But that game still has a local multiplayer option.

Yeah, which is why I specified "playing the game online". The example was meant to be a generalized one, not one deliberately focused on that one particular game.

To simplify it even more, "having to buy six copies of a game costs more than having to buy one copy of a game".



agesboy posted...
for her, yeah, but for everyone else using 4g and 5g it was positive

Yes, which is why I said it's mainly a case of whether or not the new innovations exist side-by-side with old tech or forcibly replace it.

It's not like she was the only one left on Earth still using 3G and somehow holding everyone else back. Plenty of people were still happy with the service they had, and plenty of those people were annoyed by being forced to upgrade. And the "positives" of 5G aren't necessarily positives to everyone. So there was a significant percentage of people who were essentially forcibly upgraded for (in their eyes) no good reason, which in turn breeds resentment.

The bleeding edge early adopters will always welcome innovations, and there will always be people who drag their heels, and usually the majority of people fall somewhere between those two extremes.

If phone companies announced they were going to implement 6G (which is 100% currently being worked on) tomorrow, the vast majority of people either wouldn't care or would be annoyed. There is very little perception to the average person that it's in any way necessary. If they were told it would lead to slightly faster Internet speeds, most people still wouldn't care. If they were told part of the reason why 6G was "needed" was to better integrate with AI (one of the goals that is absolutely part of its development plan), a lot of people would be actively opposed to it. If they were told that it would cut their monthly phone bills in half, a lot of people would suddenly be interested, but no company would ever want to do that.

If you really want to sell a technological advance with minimal resistance, it needs to be both qualitatively improved from previous iterations (not just small incremental improvements), and universally applicable enough that the vast majority of people will see it as something worth engaging with. And it helps if you can implement it without needing to murder all preexisting alternatives to maintain it. If you can make people want it, without punishing the people who don't want it, you win the marketing game.

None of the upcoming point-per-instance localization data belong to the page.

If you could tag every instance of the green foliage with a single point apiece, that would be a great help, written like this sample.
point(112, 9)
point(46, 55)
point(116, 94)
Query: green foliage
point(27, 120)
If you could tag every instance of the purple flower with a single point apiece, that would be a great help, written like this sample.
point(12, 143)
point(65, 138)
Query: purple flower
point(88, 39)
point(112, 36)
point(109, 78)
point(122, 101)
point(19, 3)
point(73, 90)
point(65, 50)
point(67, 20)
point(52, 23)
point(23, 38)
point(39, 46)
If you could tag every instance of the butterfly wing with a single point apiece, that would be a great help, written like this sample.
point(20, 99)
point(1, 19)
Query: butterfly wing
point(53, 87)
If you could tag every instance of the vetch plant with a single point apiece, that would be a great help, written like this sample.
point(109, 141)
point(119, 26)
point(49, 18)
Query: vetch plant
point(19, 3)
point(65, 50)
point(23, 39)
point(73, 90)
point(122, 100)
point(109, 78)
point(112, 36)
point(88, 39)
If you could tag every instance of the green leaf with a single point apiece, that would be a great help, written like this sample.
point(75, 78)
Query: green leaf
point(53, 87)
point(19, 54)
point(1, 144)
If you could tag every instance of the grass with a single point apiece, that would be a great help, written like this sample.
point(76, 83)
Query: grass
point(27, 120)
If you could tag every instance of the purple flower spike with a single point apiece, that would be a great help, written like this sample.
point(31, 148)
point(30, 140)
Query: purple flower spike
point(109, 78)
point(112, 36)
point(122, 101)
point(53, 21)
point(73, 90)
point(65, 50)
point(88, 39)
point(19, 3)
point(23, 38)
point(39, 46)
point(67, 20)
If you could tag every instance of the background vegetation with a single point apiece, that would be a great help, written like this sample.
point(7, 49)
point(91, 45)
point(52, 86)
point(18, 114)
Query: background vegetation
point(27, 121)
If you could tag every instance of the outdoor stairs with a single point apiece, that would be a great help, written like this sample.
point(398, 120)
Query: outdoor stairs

That's part of why multiple companies are pushing the idea of VR so hard. They hope that the idea of virtual storefronts and interactions is sufficiently advanced from current Internet usage that they can find ways to trick most people into thinking it's something they absolutely need rather than something that a lot of people will simply reject out of hand as being completely unnecessary. Unfortunately, the current level of tech and applicability really doesn't make it much more than a gimmick (and one most people aren't interested in).



agesboy posted...
but shit happens

This mentality is the main reason why companies can get away with all of the anti-consumerist practices they do. They're fully aware that apathy and learned helplessness will eventually allow them to get away with even the most repugnant of things so long as they're willing to wait. Even more so for industries that functionally control the marketplace to the point where they never need to worry about actual competition becoming a problem.

Shit shouldn't happen. And when it does, people shouldn't just shrug and go "ehh". If more people pushed back, shit would happen way less.